If you are out and you see threatening weather move in, analyze the threat, make a plan and act on it with haste. You want to be on the beach and secured BEFORE there is any significant change in wind speed, direction, temperature or threatening clouds come very close at all. These systems can move very fast, a mile a minute. Meaning you may have ten minutes or perhaps only a few minutes or less to act if you are caught off guard.

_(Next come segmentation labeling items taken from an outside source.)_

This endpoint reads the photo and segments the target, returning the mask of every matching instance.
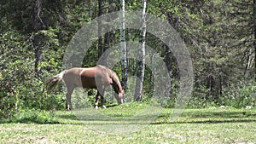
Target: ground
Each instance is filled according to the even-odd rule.
[[[125,117],[119,112],[129,113],[134,109],[117,106],[98,111]],[[72,112],[55,112],[53,123],[2,122],[0,143],[256,143],[255,108],[185,109],[177,119],[170,122],[172,112],[163,109],[154,121],[142,129],[119,135],[94,130],[92,125],[114,123],[123,126],[122,120],[87,123],[79,120]]]

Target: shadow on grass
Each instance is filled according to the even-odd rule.
[[[73,112],[61,111],[55,113],[49,112],[23,112],[9,119],[0,118],[0,124],[82,124],[86,123],[92,124],[94,121],[96,123],[93,124],[120,124],[121,123],[127,124],[256,123],[256,110],[189,109],[185,110],[174,122],[170,121],[172,109],[166,110],[159,116],[155,116],[156,118],[153,122],[147,120],[147,116],[145,116],[145,121],[141,121],[142,118],[138,118],[140,121],[137,121],[136,118],[129,118],[128,117],[122,117],[122,115],[113,117],[113,118],[86,118],[79,119]]]

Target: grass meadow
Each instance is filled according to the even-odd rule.
[[[120,113],[132,115],[140,107],[143,107],[117,106],[97,110],[110,118],[119,118],[113,121],[82,121],[67,111],[24,111],[12,119],[1,120],[0,143],[256,143],[255,108],[184,109],[172,122],[172,109],[165,108],[156,119],[139,130],[119,133],[125,127],[122,118],[129,117]],[[116,133],[99,130],[108,124],[115,125],[116,129],[111,130]]]

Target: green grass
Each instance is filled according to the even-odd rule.
[[[2,121],[0,143],[256,143],[255,108],[185,109],[173,122],[172,109],[164,109],[157,119],[132,133],[112,135],[94,130],[108,124],[123,127],[125,118],[145,107],[132,104],[97,110],[121,119],[113,121],[79,121],[66,111],[23,113],[15,120]],[[29,115],[33,118],[28,120]]]

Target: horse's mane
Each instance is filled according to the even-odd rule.
[[[119,81],[119,77],[118,77],[118,75],[116,74],[115,72],[113,72],[113,70],[108,68],[107,66],[102,66],[102,65],[97,65],[97,66],[102,68],[103,71],[107,72],[109,74],[109,77],[113,80],[113,86],[114,91],[116,93],[118,93],[119,90],[122,89],[120,81]]]

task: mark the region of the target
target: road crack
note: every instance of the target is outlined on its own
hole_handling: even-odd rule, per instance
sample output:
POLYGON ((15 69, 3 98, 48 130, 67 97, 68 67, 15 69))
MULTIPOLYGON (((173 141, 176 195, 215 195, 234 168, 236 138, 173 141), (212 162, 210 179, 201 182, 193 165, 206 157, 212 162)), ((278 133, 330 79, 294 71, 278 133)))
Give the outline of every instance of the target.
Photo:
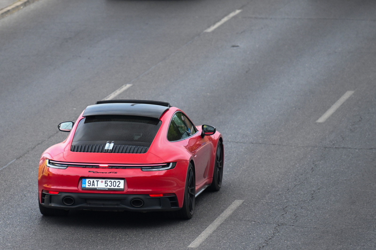
POLYGON ((243 143, 244 144, 254 144, 256 145, 267 145, 282 147, 291 147, 291 148, 321 148, 332 149, 351 149, 353 150, 375 150, 376 148, 351 148, 350 147, 328 147, 326 146, 302 146, 301 145, 289 145, 279 143, 268 143, 262 142, 236 142, 235 141, 224 141, 224 142, 230 142, 234 143, 243 143))

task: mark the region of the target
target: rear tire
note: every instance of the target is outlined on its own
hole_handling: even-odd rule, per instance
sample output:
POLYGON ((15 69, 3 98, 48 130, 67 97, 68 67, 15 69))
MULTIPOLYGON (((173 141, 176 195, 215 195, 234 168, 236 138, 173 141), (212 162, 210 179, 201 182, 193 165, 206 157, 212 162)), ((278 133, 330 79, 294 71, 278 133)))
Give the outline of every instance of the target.
POLYGON ((196 176, 193 167, 190 163, 185 179, 185 188, 183 207, 177 211, 176 214, 181 219, 189 220, 192 218, 194 211, 194 203, 196 195, 196 176))
POLYGON ((215 154, 215 163, 213 173, 213 181, 208 189, 212 191, 218 191, 222 185, 223 175, 223 146, 220 141, 218 142, 215 154))
POLYGON ((39 211, 41 213, 46 216, 65 216, 68 215, 69 210, 65 210, 63 209, 56 209, 56 208, 50 208, 43 206, 41 204, 38 199, 38 204, 39 205, 39 211))

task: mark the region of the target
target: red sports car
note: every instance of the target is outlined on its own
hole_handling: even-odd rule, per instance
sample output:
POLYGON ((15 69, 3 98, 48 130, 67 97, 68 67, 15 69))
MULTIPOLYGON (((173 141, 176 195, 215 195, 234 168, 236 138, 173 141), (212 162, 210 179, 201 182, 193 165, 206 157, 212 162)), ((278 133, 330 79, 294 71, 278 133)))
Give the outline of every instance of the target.
POLYGON ((195 198, 221 187, 222 135, 195 127, 162 102, 101 101, 76 123, 58 125, 67 139, 42 155, 38 199, 44 215, 73 209, 171 211, 190 218, 195 198))

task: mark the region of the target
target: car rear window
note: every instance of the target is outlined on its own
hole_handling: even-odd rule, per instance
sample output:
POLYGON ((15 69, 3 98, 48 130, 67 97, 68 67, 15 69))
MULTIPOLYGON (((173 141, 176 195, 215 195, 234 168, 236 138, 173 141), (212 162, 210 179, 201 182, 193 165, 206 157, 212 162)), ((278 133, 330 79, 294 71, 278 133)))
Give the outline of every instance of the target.
POLYGON ((79 122, 72 145, 103 144, 149 147, 162 124, 153 118, 128 116, 87 116, 79 122))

If you still have a kite up, can't land in time, I would suggest Emergency Depowering your kite as appropriate for whatever you are flying. With BOW kites usually** that means bringing it low to the side of the window and pushing the bar out to depower. If you can effectively flag your kite DO IT. Some BOWs loop if flagged. Knowledge and experience with YOUR system in advance is essential. Be ready to release your leash attachment if your kite maintains or develops power through looping etc.. You should have strong swimming skills and be wearing an impact vest so staying afloat shouldn't be a big concern. Fronts can shift winds violently offshore sending you away from land, like the one in this example. Getting back to shore under your own power may be a problem if you drift very far, are injured or become hypothermic. Riding with others, letting someone know your float plan on shore and having emergency signally gear, at least a whistle may be about all that is left to you. There are lots of variations in the accident and incident record, some real bad ones too.
You have REALLY screwed up if you find yourself in this position as the outcome can be uncertain. It is important to have good ideas about what to do in a crisis like this but the real priority in practice should be avoiding ever falling into it. It isn't that hard to avoid in my experience. It doesn't take that much effort to avoid high wind emergencies/squalls if you prepare properly for your kite sessions, where fronts are concerned anyway.

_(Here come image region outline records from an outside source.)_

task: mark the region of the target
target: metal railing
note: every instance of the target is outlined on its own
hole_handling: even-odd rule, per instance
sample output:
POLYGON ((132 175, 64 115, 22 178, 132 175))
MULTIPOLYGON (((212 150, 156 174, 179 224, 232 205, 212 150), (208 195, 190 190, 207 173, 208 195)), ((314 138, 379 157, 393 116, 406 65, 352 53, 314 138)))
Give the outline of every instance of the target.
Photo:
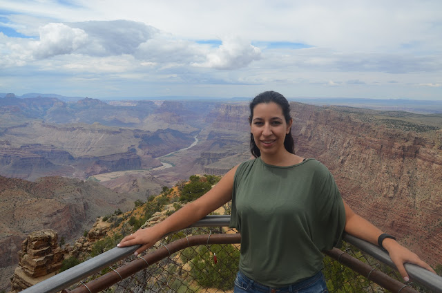
MULTIPOLYGON (((230 216, 228 215, 208 216, 191 227, 220 227, 219 229, 221 229, 221 227, 227 227, 229 225, 229 220, 230 216)), ((220 233, 220 231, 215 231, 214 232, 220 233)), ((204 230, 196 233, 195 231, 191 231, 190 234, 195 234, 199 233, 207 233, 207 231, 204 230)), ((189 271, 189 268, 186 269, 186 270, 183 269, 184 265, 183 263, 181 265, 179 264, 179 263, 182 263, 182 261, 180 261, 183 258, 184 251, 182 249, 184 248, 190 249, 191 248, 189 247, 193 247, 195 245, 200 245, 200 247, 210 247, 209 245, 214 244, 231 245, 228 243, 239 243, 240 240, 240 236, 239 234, 212 234, 211 230, 209 234, 206 234, 205 235, 187 236, 182 234, 180 235, 181 238, 175 241, 173 240, 177 238, 175 234, 170 234, 166 236, 169 237, 165 236, 166 238, 164 239, 170 238, 168 240, 171 240, 170 243, 164 245, 162 243, 153 252, 150 252, 142 257, 135 258, 133 256, 133 252, 140 247, 139 245, 129 247, 115 247, 68 270, 62 272, 32 287, 26 289, 22 291, 22 292, 57 292, 62 290, 64 290, 65 292, 68 292, 71 291, 66 288, 75 284, 79 284, 77 288, 72 290, 72 292, 76 293, 81 292, 92 293, 93 292, 96 292, 101 290, 106 290, 106 288, 108 288, 113 284, 119 284, 117 285, 119 286, 117 288, 120 288, 120 291, 122 292, 144 292, 146 290, 146 288, 149 288, 150 291, 154 292, 163 292, 164 290, 162 290, 162 288, 167 288, 168 292, 173 291, 177 292, 178 293, 181 293, 181 292, 195 292, 200 290, 198 288, 201 288, 201 286, 198 287, 191 281, 186 281, 191 278, 187 276, 190 274, 187 272, 189 271), (180 255, 172 259, 171 256, 177 252, 180 252, 180 255), (166 261, 166 260, 169 261, 166 261), (157 264, 157 263, 162 262, 164 263, 157 264), (117 264, 117 265, 115 266, 116 268, 110 267, 110 265, 115 264, 117 264), (173 270, 173 266, 179 267, 180 274, 172 272, 174 270, 176 270, 176 269, 173 270), (148 270, 153 271, 149 272, 148 270), (160 272, 160 274, 162 274, 162 277, 160 278, 157 276, 158 272, 160 272), (176 280, 177 278, 173 278, 171 276, 171 275, 175 274, 175 275, 182 276, 183 272, 186 273, 187 275, 178 278, 180 279, 179 282, 181 282, 180 283, 181 285, 169 285, 169 283, 174 284, 178 282, 178 281, 176 280), (99 274, 102 274, 102 276, 98 276, 99 274), (153 280, 152 282, 151 282, 151 279, 153 280), (83 282, 83 280, 87 280, 88 283, 85 283, 83 282), (153 285, 150 285, 149 282, 153 285), (184 289, 180 289, 180 287, 183 287, 182 284, 184 283, 186 284, 186 286, 184 287, 184 289), (135 284, 137 287, 134 287, 135 284), (133 289, 135 287, 138 289, 133 289)), ((348 247, 343 252, 337 249, 325 252, 325 254, 337 261, 332 263, 325 265, 325 271, 327 271, 325 272, 325 273, 340 274, 340 276, 345 274, 343 273, 343 271, 342 271, 342 270, 344 269, 340 267, 342 267, 340 264, 344 264, 350 267, 353 271, 352 273, 354 274, 354 276, 352 277, 352 279, 350 281, 347 281, 348 283, 345 285, 350 288, 352 288, 352 286, 356 285, 358 288, 354 290, 350 289, 351 291, 336 289, 336 292, 377 292, 379 290, 382 290, 382 288, 385 288, 390 292, 416 292, 412 287, 413 287, 412 284, 404 284, 397 279, 395 279, 395 278, 398 278, 397 276, 392 278, 387 274, 379 270, 378 267, 380 265, 378 263, 370 263, 379 261, 383 263, 394 267, 387 253, 376 245, 350 235, 345 235, 344 240, 374 258, 369 260, 368 258, 369 258, 370 256, 367 256, 361 257, 360 255, 358 255, 358 253, 354 252, 355 249, 348 247), (362 261, 358 258, 362 258, 362 261), (332 273, 330 273, 329 271, 332 272, 332 273), (358 278, 360 276, 354 272, 362 276, 362 279, 359 280, 358 278), (373 287, 373 283, 378 284, 381 287, 373 287)), ((189 254, 189 253, 188 252, 187 254, 189 254)), ((190 253, 193 254, 193 256, 197 255, 197 256, 198 254, 202 254, 201 252, 198 252, 196 249, 190 253)), ((204 254, 210 253, 210 248, 207 248, 204 251, 204 254)), ((206 261, 204 261, 206 262, 207 260, 206 259, 206 261)), ((220 260, 220 263, 221 263, 222 261, 222 260, 220 260)), ((193 269, 195 267, 195 266, 193 267, 193 269)), ((442 277, 412 264, 405 264, 405 269, 412 281, 421 284, 425 289, 430 290, 430 292, 442 292, 442 277)), ((229 273, 234 275, 236 272, 233 270, 231 270, 231 271, 232 272, 229 272, 229 273)), ((198 272, 197 272, 197 274, 198 274, 198 272)), ((193 276, 193 277, 194 276, 193 276)), ((233 283, 231 285, 233 285, 233 283)), ((328 285, 327 283, 327 285, 328 285)), ((332 283, 330 285, 334 288, 336 288, 338 286, 332 283)), ((339 284, 339 285, 342 285, 342 284, 339 284)), ((118 291, 117 289, 115 289, 115 290, 118 291)), ((331 291, 333 292, 334 290, 331 290, 331 291)))

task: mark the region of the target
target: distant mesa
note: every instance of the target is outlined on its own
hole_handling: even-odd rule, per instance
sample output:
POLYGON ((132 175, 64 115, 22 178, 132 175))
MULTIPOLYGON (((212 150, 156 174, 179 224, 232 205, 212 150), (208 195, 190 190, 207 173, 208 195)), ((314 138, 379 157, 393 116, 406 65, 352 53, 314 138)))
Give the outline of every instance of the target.
POLYGON ((13 93, 8 93, 5 95, 5 99, 17 99, 17 96, 13 93))

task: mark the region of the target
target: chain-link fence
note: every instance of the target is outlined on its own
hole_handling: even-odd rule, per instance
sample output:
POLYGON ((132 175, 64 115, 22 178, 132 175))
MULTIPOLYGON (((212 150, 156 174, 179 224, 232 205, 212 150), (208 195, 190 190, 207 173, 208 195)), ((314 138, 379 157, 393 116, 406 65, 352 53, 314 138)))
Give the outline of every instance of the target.
MULTIPOLYGON (((227 228, 186 229, 166 237, 142 255, 128 257, 65 292, 233 292, 240 241, 240 236, 227 228)), ((342 249, 327 252, 324 258, 323 272, 330 292, 425 292, 416 284, 401 283, 396 271, 349 244, 342 249)))

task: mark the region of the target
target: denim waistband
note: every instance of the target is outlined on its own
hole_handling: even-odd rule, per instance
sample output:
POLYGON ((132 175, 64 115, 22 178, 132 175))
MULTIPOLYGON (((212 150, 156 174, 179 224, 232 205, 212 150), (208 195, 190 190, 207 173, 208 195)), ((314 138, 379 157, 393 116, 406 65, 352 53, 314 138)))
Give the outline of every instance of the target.
POLYGON ((272 287, 266 286, 265 285, 261 284, 258 282, 256 282, 256 281, 251 279, 250 278, 244 275, 242 272, 241 272, 241 271, 238 272, 238 274, 240 274, 241 277, 244 281, 246 281, 253 289, 265 293, 295 292, 296 291, 310 286, 311 284, 318 281, 318 279, 322 278, 323 276, 323 272, 321 271, 319 271, 319 272, 316 275, 300 281, 299 282, 296 282, 284 287, 272 287))

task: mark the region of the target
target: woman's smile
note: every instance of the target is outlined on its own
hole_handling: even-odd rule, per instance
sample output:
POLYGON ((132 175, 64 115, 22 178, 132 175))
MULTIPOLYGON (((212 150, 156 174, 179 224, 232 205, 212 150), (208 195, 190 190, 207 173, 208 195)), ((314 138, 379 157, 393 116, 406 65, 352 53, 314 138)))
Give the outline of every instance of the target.
POLYGON ((261 155, 284 152, 285 135, 290 131, 281 107, 276 103, 261 103, 253 108, 251 131, 261 155))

Different knowledge but similar procedures apply in weather planning for tropical systems. Thermal or convective/sea breeze squalls are somewhat similar but can happen much faster. There are regional hazardous weather conditions in different parts of the world that may have similarities and dissimilarities to this. Input on the threats and what works in your area would be much appreciated.
** The kiter in the
video in Bimini did the opposite MASHING his bar up through the Recoil spring and slowly bringing his kite to the zenith apparently even more effectively killing the power. IF he hadn't mashed the bar up with such force from examples shown in the same video, he likely would have been lofted badly. We never really did properly discuss this. With most kites, I would never bring the kite to the zenith regardless in an high wind emergency. With the Cabrinha, I am still undecided.
FKA, Inc.
transcribed by:
Rick Iossi
tautologies wrote:I think it is another great post!!
How would you fare if you are already out riding? I mean looking at the spike in the wind, and the extreme direction change, there is not many wind reports that would suggest such extreme changes?
Though I am probably one of the people that are getting more "used" conditions, there has been times where I chose to not go out, but sometimes it might be hard to properly estimate what are the more extreme clouds. In the winter we can get these pretty bad looking clouds, but they are normally not as bad, so people tend to try to get, or ride them out...but every now and then (rarly) they can be pretty viscous, which makes it pretty hard to judge.
Let's say you are doing a downwinder and you see something like that approaching? What do you do?